Cependant il ressort des pièces versées aux débats que le bail portait sur des terres appartenant à sa mère pour un total de 33 ha 26 a 97 ca situées à [Localité 16] (80) et à [Localité 19] (80), à savoir :
— A [Localité 16],
*94 ares de pâture à prendre dans la parcelle lieudit « [Adresse 24] » section Y n°[Cadastre 3] de 1 ha 1 a 77 ca,
*1 ha 7 a 33 ca de pâture cadastrés au lieudit « [Adresse 24] » section Y [Cadastre 6] provenant de la division de la parcelle Y n°[Cadastre 4] en deux nouvelles parcelles n°[Cadastre 5] pour 1 ha faisant l’objet d’un acte de donation au profit de M. [E] [B] le 25 mars 2005 et section Y n°[Cadastre 6] pour 1 ha 07 a 33 ca restant appartenir à Mme [V],
*4 ha 35 a 20 ca de terre cadastrés au lieudit « [Adresse 24] » section ZB [Cadastre 10],
*6 ha 49 a 70 ca de terre cadastrés au même lieudit section ZB n°[Cadastre 13],
*1 ha 13 a 60 ca de terre cadastrés au lieudit « [Adresse 25] » section ZM n°[Cadastre 9],
*3 ha 98 ares 40 ca de terre cadastrés au lieudit « [Adresse 20] » section ZM n°[Cadastre 11],
*4 ha 74 a de terre cadastrés au lieudit « [Adresse 22] » section ZN n°[Cadastre 14],
*6 ha 36 a 70 ca de terre cadastrés au lieudit « [Adresse 23] » section ZN n°[Cadastre 1],
— A [Localité 19],
*4 ha 18 a 04 ca de terre cadastrés au lieudit « [Adresse 27] est » section ZP n°[Cadastre 8].
Or l’arrêté de la direction départementale de l’agriculture et de la forêt du 22 novembre 2004 joint au bail, qui l’autorise à exploiter la surface de 117 ha 75 a de terres à [Localité 16] exploitées par la cédante Mme [U] [V], ne mentionne pas la parcelle située à [Localité 19] ni d’ailleurs les terres qu’elle louait dans d’autres communes ([Localité 17], [Localité 21]') selon le relevé parcellaire MSA de sa mère du 31 décembre 2004 qu’il produit aux débats.

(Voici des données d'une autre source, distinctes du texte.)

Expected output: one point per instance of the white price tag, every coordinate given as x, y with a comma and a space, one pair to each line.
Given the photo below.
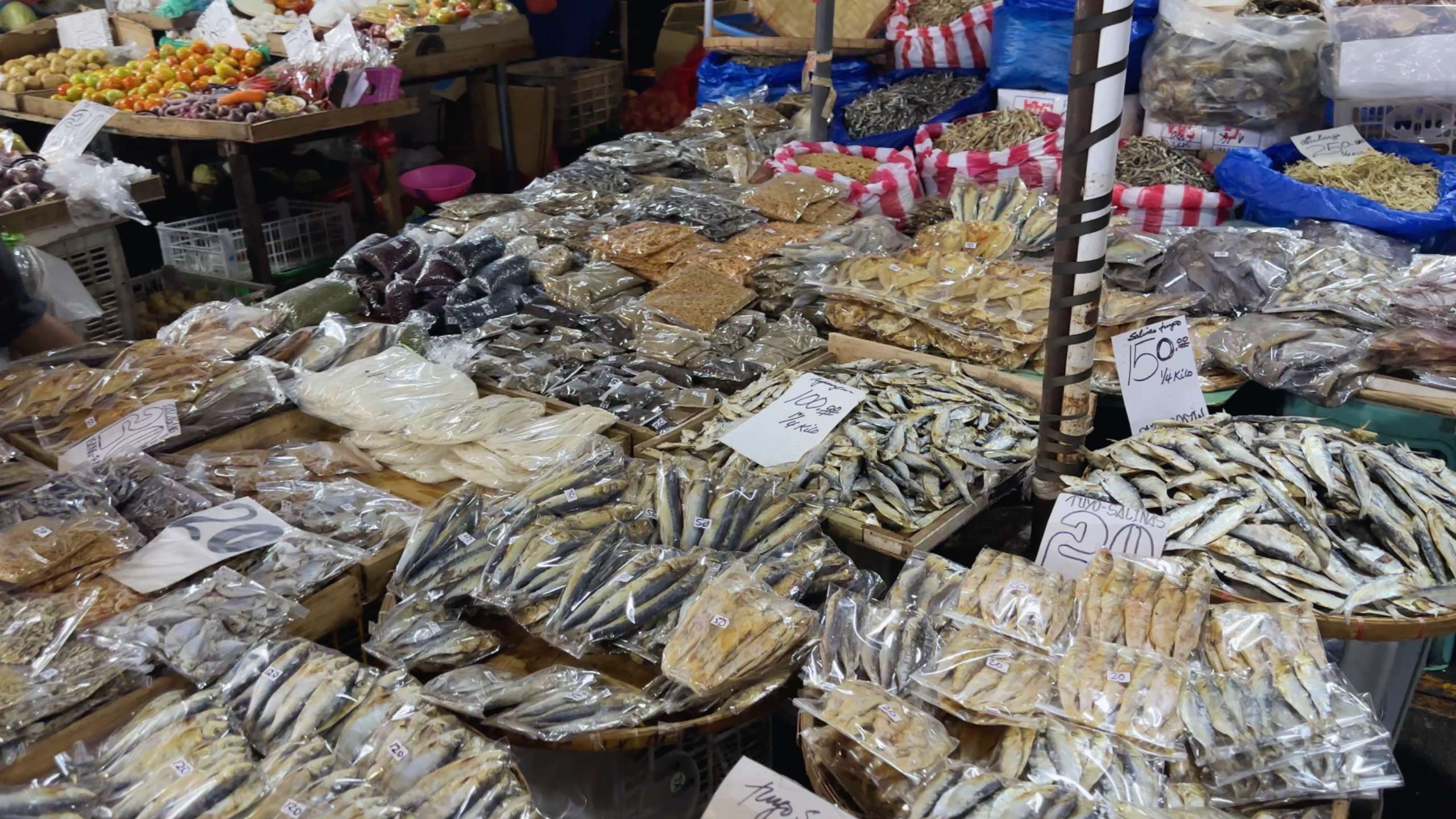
1331, 146
755, 792
134, 433
1158, 374
85, 30
73, 135
1081, 527
796, 423
217, 24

Par ailleurs cet arrêté fait mention de 41 ha 52 que M. [E] [B] avait déjà l’autorisation d’exploiter.
Dès lors il est justifié, pour éclairer au mieux la cour sur les parcelles comprises dans les 117 ha auxquels se réfère l’acte de cession du cheptel et autres éléments d’actifs de l’exploitation agricole de feue [U] [V], et déterminer si les terres données à bail par Mme [V] en font partie, de rouvrir les débats et d’enjoindre à M. [E] [B] de produire certaines pièces selon les modalités précisées au dispositif du présent arrêt.
PAR CES MOTIFS
La cour, statuant contradictoirement et par arrêt rendu publiquement par mise à disposition au greffe,
Avant dire-droit, enjoint à M. [E] [B] de produire contradictoirement aux débats, avant le 25 janvier 2025, les pièces suivantes :
— l’annexe à l’arrêté du 22 novembre 2004 l’autorisant à exploiter 117 ha 75 ares, listant les parcelles exploitées et cédées par sa mère,
— l’arrêté antérieur l’autorisant à exploiter 41 ha 52, ainsi que son annexe listant les parcelles objet de sa demande d’autorisation d’exploiter,
— l’acte ou les actes de la cession des baux consentie par sa mère,
— le relevé parcellaire de la MSA (situation cadastrale) récapitulant les terres exploitées par M. [E] [B] au 31 décembre 2004,
Ordonne la réouverture des débats à l’audience du 11 février 2025 à 9h30,
Réserve les dépens et frais hors dépens.